NuitDebout34

Réflexions "à chaud" écrites en regardant et écoutant en direct le mouvement de la place de la République à Paris, NuitDebout34.

 

"Nuit Debout34"

Étrange occupation de la place de la République à Paris. Initiée au lendemain de la journée de mobilisation contre la "loi travail", le 31 mars 2016. La plupart sont jeunes et représentent la classe moyenne, principalement étudiants, mais sans exclusivité. Ce qui me frappe c'est cet étrange mélange de révolte et de respect de l'ordre. Demande d'autorisations, volonté d'une organisation impeccable. Refus de tout leadership, refus des longs discours, mais volonté de permettre à chacun d'exprimer son accord ou son désaccord avec une idée proposée. Accord muet, manifesté par des mouvements de bras. L'énergie déployée a pour objectif principal d'organiser la vie des occupants de la place. La principale perspective politique énoncée est celle d'une nouvelle constitution. Il règne une sorte d'innocence, innocence des débuts qui semble découvrir et réinventer. Et sans doute faut-il y voir l'étonnement d'exister ensemble, de vivre un moment où le commun du mouvement est le principe qui organise la vie. Et la révolte contre une société honnie se donne principalement par la volonté de montrer qu'ensemble il est possible de vivre selon des principes qui ne sont pas ceux de l'individualisme mais ceux de l'intérêt commun de ceux qui sont là. On entend beaucoup que chacun compte autant que l'autre dans ce mouvement. Et cela se construit sur la volonté de ne pas permettre que des oppositions radicales apparaissent : seules des opinions sont énoncées et le vote est le mode selon lequel on choisit ou non d'adhérer à l'une d'elle. On souhaiterait que le mouvement ne s'arrête jamais.

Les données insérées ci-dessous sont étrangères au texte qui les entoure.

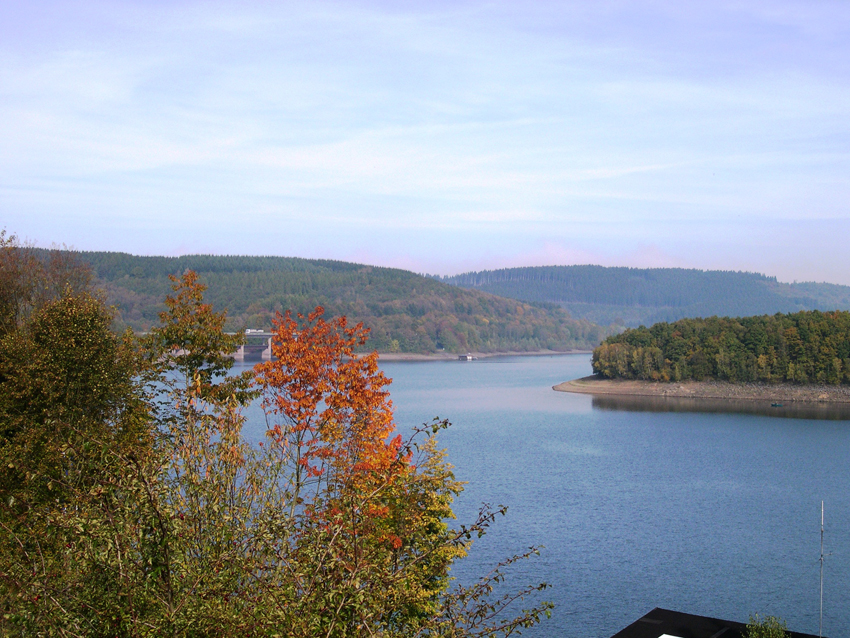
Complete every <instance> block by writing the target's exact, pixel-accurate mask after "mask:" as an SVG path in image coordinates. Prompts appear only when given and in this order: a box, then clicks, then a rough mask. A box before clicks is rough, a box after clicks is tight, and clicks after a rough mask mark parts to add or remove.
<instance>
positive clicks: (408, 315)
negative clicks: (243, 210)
mask: <svg viewBox="0 0 850 638" xmlns="http://www.w3.org/2000/svg"><path fill="white" fill-rule="evenodd" d="M77 254H78V255H79V257H80V258H81V259H82V260H83V261H86V262H88V263H89V264H91V266H92V269H93V271H94V273H95V275H96V277H97V278H98V279H99V280H100V284H101V286H102V287H103V288H105V290H106V291H107V294H108V301H109V303H110V304H114V305H115V306H116V307H117V308H118V311H119V313H120V314H119V317H118V322H119V324H121V323H123V324H124V325H127V326H130V327H132V328H133V329H135V330H147V329H148V328H149V327H150V326H151V325H152V324H154V323H156V322H157V320H158V313H159V312H160V311H161V310H162V309H163V308H164V306H163V305H162V300H163V299H164V297H165V295H166V294H167V293H168V292H170V288H169V286H170V283H169V280H168V275H169V274H179V273H182V272H184V271H185V270H186V269H192V270H195V271H196V272H198V274H199V275H200V277H201V280H202V281H203V282H204V283H205V284H207V286H208V289H207V295H206V299H207V300H208V301H210V302H211V303H212V304H213V305H214V306H215V307H216V308H219V309H223V308H226V309H227V310H228V326H227V327H228V329H231V330H237V329H243V328H270V327H271V322H272V318H273V317H274V313H275V311H281V312H283V311H285V310H288V309H291V310H293V311H296V312H301V313H305V314H306V313H307V312H310V311H312V310H313V309H314V308H315V307H316V306H317V305H322V306H324V307H325V309H326V311H327V313H328V314H329V315H346V316H348V318H349V319H351V320H353V321H363V323H364V324H365V325H366V326H367V327H369V328H371V330H372V333H371V341H370V343H369V346H370V347H371V348H374V349H378V350H379V351H381V352H395V351H398V352H422V353H427V352H435V351H438V350H440V349H445V350H446V351H448V352H467V351H471V352H505V351H519V352H527V351H533V350H540V349H551V350H560V351H563V350H568V349H572V348H592V347H595V346H596V345H598V344H599V342H600V341H601V340H602V337H604V336H605V334H606V333H605V331H604V330H603V329H602V328H600V327H599V326H596V325H594V324H591V323H590V322H588V321H576V320H573V319H571V318H570V316H569V314H568V313H567V312H566V311H564V310H563V309H562V308H560V307H558V306H556V305H551V304H550V305H548V306H545V305H541V304H531V303H518V302H517V301H516V300H513V299H504V298H501V297H497V296H494V295H491V294H487V293H485V292H482V291H468V290H464V289H462V288H458V287H456V286H449V285H447V284H443V283H441V282H439V281H436V280H434V279H432V278H428V277H423V276H420V275H417V274H414V273H412V272H408V271H405V270H398V269H394V268H378V267H372V266H364V265H361V264H353V263H347V262H341V261H328V260H314V259H297V258H285V257H234V256H212V255H186V256H183V257H138V256H133V255H128V254H125V253H108V252H80V253H77Z"/></svg>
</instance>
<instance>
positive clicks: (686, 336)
mask: <svg viewBox="0 0 850 638" xmlns="http://www.w3.org/2000/svg"><path fill="white" fill-rule="evenodd" d="M593 371H594V372H595V373H597V374H600V375H602V376H603V377H607V378H618V379H645V380H652V381H685V380H696V381H701V380H704V379H716V380H721V381H732V382H750V381H758V382H768V383H770V382H791V383H829V384H835V385H837V384H841V383H850V312H846V311H835V312H820V311H817V310H814V311H804V312H797V313H793V314H775V315H762V316H758V317H743V318H737V319H733V318H729V317H711V318H709V319H682V320H680V321H676V322H674V323H657V324H655V325H653V326H651V327H649V328H646V327H644V326H641V327H640V328H637V329H632V330H626V331H625V332H623V333H622V334H619V335H615V336H611V337H608V338H606V339H605V341H604V342H603V343H602V345H600V346H599V347H598V348H596V349H595V350H594V351H593Z"/></svg>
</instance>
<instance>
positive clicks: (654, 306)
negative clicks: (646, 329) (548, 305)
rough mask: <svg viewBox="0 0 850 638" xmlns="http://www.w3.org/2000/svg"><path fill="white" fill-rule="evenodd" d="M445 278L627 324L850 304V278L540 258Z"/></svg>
mask: <svg viewBox="0 0 850 638" xmlns="http://www.w3.org/2000/svg"><path fill="white" fill-rule="evenodd" d="M441 281H443V282H445V283H450V284H453V285H456V286H461V287H463V288H467V289H474V290H483V291H486V292H489V293H492V294H494V295H501V296H503V297H511V298H513V299H520V300H523V301H533V302H549V303H556V304H559V305H561V306H562V307H564V308H566V309H567V310H569V312H570V314H571V315H572V316H573V317H580V318H584V319H587V320H589V321H592V322H594V323H598V324H602V325H608V324H612V323H614V324H618V325H624V326H630V327H635V326H638V325H641V324H643V325H651V324H653V323H656V322H659V321H675V320H677V319H681V318H683V317H711V316H732V317H743V316H749V315H762V314H774V313H777V312H784V313H788V312H796V311H800V310H848V309H850V286H837V285H834V284H820V283H802V284H786V283H779V282H777V281H776V278H775V277H766V276H765V275H760V274H757V273H749V272H732V271H719V270H707V271H705V270H689V269H683V268H606V267H603V266H541V267H529V268H506V269H502V270H487V271H482V272H469V273H464V274H462V275H455V276H452V277H443V278H441Z"/></svg>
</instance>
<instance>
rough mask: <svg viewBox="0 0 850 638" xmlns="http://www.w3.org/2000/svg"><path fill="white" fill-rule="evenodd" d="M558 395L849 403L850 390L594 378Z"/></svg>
mask: <svg viewBox="0 0 850 638" xmlns="http://www.w3.org/2000/svg"><path fill="white" fill-rule="evenodd" d="M552 389H553V390H556V391H558V392H576V393H579V394H597V395H615V396H645V397H671V398H688V399H734V400H739V401H740V400H743V401H771V402H777V403H796V402H799V403H850V386H833V385H792V384H789V383H782V384H763V383H729V382H725V381H686V382H682V383H675V382H659V381H635V380H631V379H628V380H621V379H601V378H598V377H596V376H590V377H584V378H582V379H573V380H572V381H564V382H563V383H559V384H558V385H555V386H552Z"/></svg>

Et on est presque gêné de dire que ce mouvement s'arrêtera. Et de poser la question de son lendemain, de la capacité à trouver les formes d'organisation qui pourront permettre d'envisager que les principes qui auront régi le mouvement et qui ne peuvent mériter de meilleur nom que communistes, puissent devenir ceux de la société de demain. Et on ne peut pas faire l'économie de la question du retour au travail, au quartier, dans la galère du chômage, sous la menace des expulsions ni de la question de la continuation des principes du mouvement. Comment dans les conditions d'oppression du monde du travail, dans l'isolement du chômage, sous la menace des expulsions affirmer que les principes d'organisation nés dans le mouvement doivent continuer à organiser la vie des gens. Et il y a l'immense masse de ceux qui ne sont pas là, ceux qui sont indifférents, ceux qui détestent le mouvement, ceux qui ne s'y reconnaissent pas. On entend beaucoup évoquer les sans-papiers et les quartiers, mais aussi on constate leur absence quasi totale. Comment faire le lien ? Comment ce rêve de la classe moyenne peut-il trouver une réalité parmi ceux qui n'ont rien? Comment réactiver l'idée que oui, pour tous, un autre monde, un monde fondé sur l'égalité réelle, un monde émancipé de l'oppression capitaliste est possible?

Je reste convaincu que c'est dans les expériences locales pour organiser, là où on vit et travaille, la capacité à faire triompher les principes d'égalité et la volonté que chacun compte, au même degré et dans l'intérêt de tous, que c'est là que pourra prendre corps le "rêve général" des NuitDebout.